CLIMATE CHALLENGE PRESS RELEASE
Screenshots in attached zip file "climate_challenge_screenshots.zip"
Screenshots can also be downloaded from http://albion.red-redemption.com/press/
FOR IMMEDIATE RELEASE
January 8th, 2007 - The BBC, the world's leading broadcaster, is breaking new ground in launching an interactive climate change game entitled "Climate Challenge" on its BBC.co.uk interactive network scheduled for on-air web playing January 16th, 2007. Funded by the BBC and produced by Red Redemption Ltd, a leading environmental games company producing scientific, educational and environmental games based in Oxford, Climate Challenge builds on the BBC's Climate Chaos collaboration with www.climateprediction.net - the world's largest computing experiment to try and produce a forecast of the climate in the 21st century.
Climate Challenge players will log onto BBC.co.uk, take "the hot seat" and attempt to guide Europe from 2000 to 2100 while all the time making choices that could make the difference between a safe or dangerous future for humanity. Climate Challenge will be launched on the BBC.co.uk Science and Nature website http://www.bbc.co.uk/sn/hottopics/climatechange/climate_challenge/
Why? Climate change and our response to it are issues of vital importance to us all, affecting food production, water resources, ecosystems, energy demand, insurance costs and much else. There is a broad scientific consensus that the Earth will probably warm over the coming century and the Climate Challenge game designed in cooperation with Oxford University's Centre for the Environment and the BBC will allow players to simulate the climate through the fun of computer games.
The choices made by each Climate Challenge player are the real ones that government also has to tackle. Can you juggle the demands of running a country? Can you deliver food, water, and clean energy for a hundred years? Would your ideas save the planet? Or will you just get voted out of power as you make the wrong choices?
Gobion Rowlands, Climate Challenge producer says "As we developed the game it was amazing seeing the science come together with the strategy elements. The chance to try out different strategies was exciting and seeing the subtle interplay of different policies and technologies whilst trying to negotiate a global response was both challenging and rewarding."
Ian Curtis, from Oxford University's Centre for the Environment (OUCE) - a world-class environmental research and educational hub spanning the natural and social sciences which has provided scientific advice for the game and is examining how effectively computer games can communicate important subjects such as climate change, said "Climate Challenge has got imagination and innovation all over it - and that is exactly what the global warming issue needs new ways of getting the guy at the next table to get playing - and then thinking.
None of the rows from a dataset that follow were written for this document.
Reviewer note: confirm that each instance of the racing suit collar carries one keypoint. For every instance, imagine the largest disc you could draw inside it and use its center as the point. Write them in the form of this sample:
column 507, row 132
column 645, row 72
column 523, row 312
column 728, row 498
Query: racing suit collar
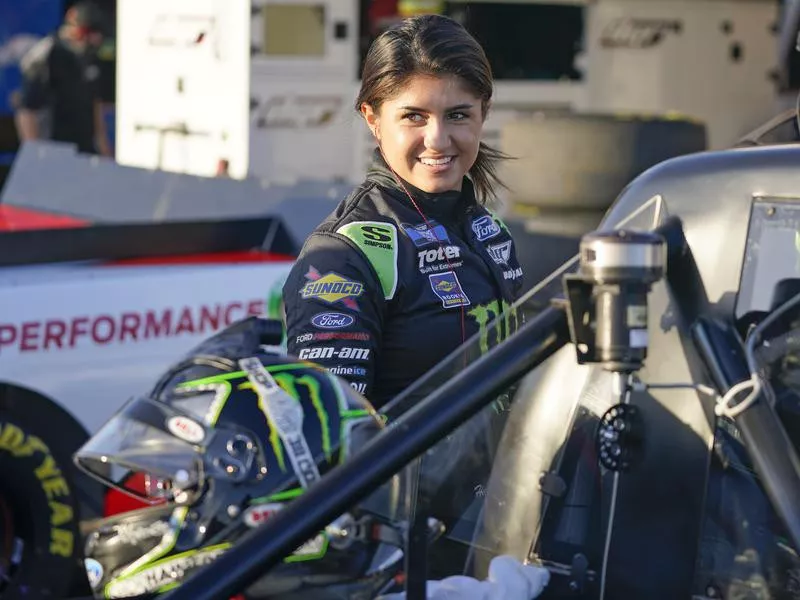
column 447, row 205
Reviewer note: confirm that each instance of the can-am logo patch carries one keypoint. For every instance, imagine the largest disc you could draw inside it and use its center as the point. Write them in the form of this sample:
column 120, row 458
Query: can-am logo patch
column 332, row 288
column 485, row 228
column 332, row 320
column 448, row 288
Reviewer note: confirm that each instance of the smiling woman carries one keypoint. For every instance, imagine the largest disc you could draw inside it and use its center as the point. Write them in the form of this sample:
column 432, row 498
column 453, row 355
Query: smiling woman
column 411, row 263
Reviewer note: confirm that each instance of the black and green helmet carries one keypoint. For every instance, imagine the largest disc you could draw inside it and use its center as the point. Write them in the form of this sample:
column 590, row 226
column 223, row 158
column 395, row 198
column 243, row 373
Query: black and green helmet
column 226, row 438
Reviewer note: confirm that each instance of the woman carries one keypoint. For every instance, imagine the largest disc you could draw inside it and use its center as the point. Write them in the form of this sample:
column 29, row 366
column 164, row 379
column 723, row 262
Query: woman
column 410, row 264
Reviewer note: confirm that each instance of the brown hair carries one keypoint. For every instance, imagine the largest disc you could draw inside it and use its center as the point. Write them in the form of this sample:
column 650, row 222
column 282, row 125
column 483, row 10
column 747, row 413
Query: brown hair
column 438, row 46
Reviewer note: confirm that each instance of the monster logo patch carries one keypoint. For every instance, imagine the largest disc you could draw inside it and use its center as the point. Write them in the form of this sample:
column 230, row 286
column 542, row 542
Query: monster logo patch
column 448, row 288
column 332, row 288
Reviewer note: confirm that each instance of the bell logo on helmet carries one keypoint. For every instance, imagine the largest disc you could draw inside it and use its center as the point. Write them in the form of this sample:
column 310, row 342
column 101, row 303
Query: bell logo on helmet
column 94, row 571
column 187, row 430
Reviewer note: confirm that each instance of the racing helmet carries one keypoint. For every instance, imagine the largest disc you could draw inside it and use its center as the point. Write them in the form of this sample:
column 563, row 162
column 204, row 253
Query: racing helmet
column 224, row 440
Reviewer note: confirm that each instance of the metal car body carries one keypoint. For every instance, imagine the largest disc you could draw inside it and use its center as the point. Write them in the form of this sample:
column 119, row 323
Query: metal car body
column 707, row 508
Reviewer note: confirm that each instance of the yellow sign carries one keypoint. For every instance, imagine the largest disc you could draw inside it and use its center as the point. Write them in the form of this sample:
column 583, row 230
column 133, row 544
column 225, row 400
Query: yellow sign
column 409, row 8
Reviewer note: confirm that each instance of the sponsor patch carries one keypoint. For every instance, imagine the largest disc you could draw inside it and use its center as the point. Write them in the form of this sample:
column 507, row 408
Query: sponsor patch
column 330, row 352
column 439, row 259
column 448, row 288
column 342, row 370
column 500, row 253
column 422, row 235
column 378, row 242
column 332, row 288
column 332, row 320
column 361, row 388
column 485, row 228
column 326, row 336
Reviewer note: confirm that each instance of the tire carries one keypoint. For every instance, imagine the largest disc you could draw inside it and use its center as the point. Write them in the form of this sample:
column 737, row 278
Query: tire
column 583, row 161
column 38, row 515
column 51, row 566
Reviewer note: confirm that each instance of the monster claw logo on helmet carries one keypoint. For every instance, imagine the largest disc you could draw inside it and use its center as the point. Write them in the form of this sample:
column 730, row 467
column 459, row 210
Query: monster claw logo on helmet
column 225, row 439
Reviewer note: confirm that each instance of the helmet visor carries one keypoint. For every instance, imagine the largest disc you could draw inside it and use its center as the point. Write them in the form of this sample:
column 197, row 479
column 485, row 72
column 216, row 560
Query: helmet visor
column 149, row 450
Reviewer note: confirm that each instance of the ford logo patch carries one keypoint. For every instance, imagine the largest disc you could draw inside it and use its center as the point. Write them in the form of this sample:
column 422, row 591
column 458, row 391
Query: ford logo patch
column 332, row 321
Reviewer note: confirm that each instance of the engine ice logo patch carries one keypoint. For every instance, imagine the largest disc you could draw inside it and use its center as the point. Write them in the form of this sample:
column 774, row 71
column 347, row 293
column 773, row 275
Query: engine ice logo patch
column 332, row 321
column 422, row 235
column 500, row 253
column 448, row 288
column 485, row 228
column 332, row 288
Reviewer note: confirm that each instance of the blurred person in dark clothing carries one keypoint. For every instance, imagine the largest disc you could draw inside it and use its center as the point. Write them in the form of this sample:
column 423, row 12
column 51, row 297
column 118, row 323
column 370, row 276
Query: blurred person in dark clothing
column 60, row 79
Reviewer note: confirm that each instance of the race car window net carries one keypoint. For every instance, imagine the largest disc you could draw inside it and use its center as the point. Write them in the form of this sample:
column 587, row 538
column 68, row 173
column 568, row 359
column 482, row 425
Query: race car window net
column 772, row 253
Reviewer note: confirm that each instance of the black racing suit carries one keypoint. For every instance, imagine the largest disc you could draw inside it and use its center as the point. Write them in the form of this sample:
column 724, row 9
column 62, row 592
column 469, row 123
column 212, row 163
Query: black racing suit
column 378, row 296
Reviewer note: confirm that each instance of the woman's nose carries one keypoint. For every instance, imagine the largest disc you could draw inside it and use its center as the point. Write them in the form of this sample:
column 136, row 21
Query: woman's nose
column 437, row 135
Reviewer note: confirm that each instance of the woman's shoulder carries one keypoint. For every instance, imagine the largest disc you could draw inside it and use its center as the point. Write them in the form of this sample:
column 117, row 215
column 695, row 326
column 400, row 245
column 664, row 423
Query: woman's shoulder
column 365, row 204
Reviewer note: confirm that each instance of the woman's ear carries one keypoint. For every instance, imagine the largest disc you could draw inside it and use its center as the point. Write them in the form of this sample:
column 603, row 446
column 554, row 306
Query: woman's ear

It has been fascinating to see Red Redemption wrap their gaming expertise and creativity around the climate science. Climate Challenge transforms the labours of climate policy into the skills and drama of climate poker. Next up we need Pixar, we need Madonna, we need Ali G it can't be just about an Al Gore documentary - as important as that is" he concluded.
Environment and Climate Change Minister Ian Pearson said "we understand the challenge of educating people about climate change and recognise that innovative and interesting ways of engaging people are necessary. Climate Challenge allows people to interact first hand with climate change policy and other factors contributing to one planet living. I welcome the Climate Challenge game".
Understanding climate change can be a frighteningly huge challenge, and it can be hard for the individual to know how to piece it all together. Climate Challenge is a game aimed primarily at young professionals (25-35) who are rapidly becoming the decision makers. Now they can see how their decisions impact the world around them.
Climate Challenge is also part of ongoing policy research by Oxford University Centre for the Environment examining how effectively computer games can communicate important subjects such as climate change. As part of the Department of the Environment, Food and Rural Affairs (DEFRA) Climate Challenge Fund which aims to develop new and exciting ways of communicating climate change at a local, regional and national level to help change people's attitudes towards the issue, a second version of the game will be developed for school children to play as a learning aide.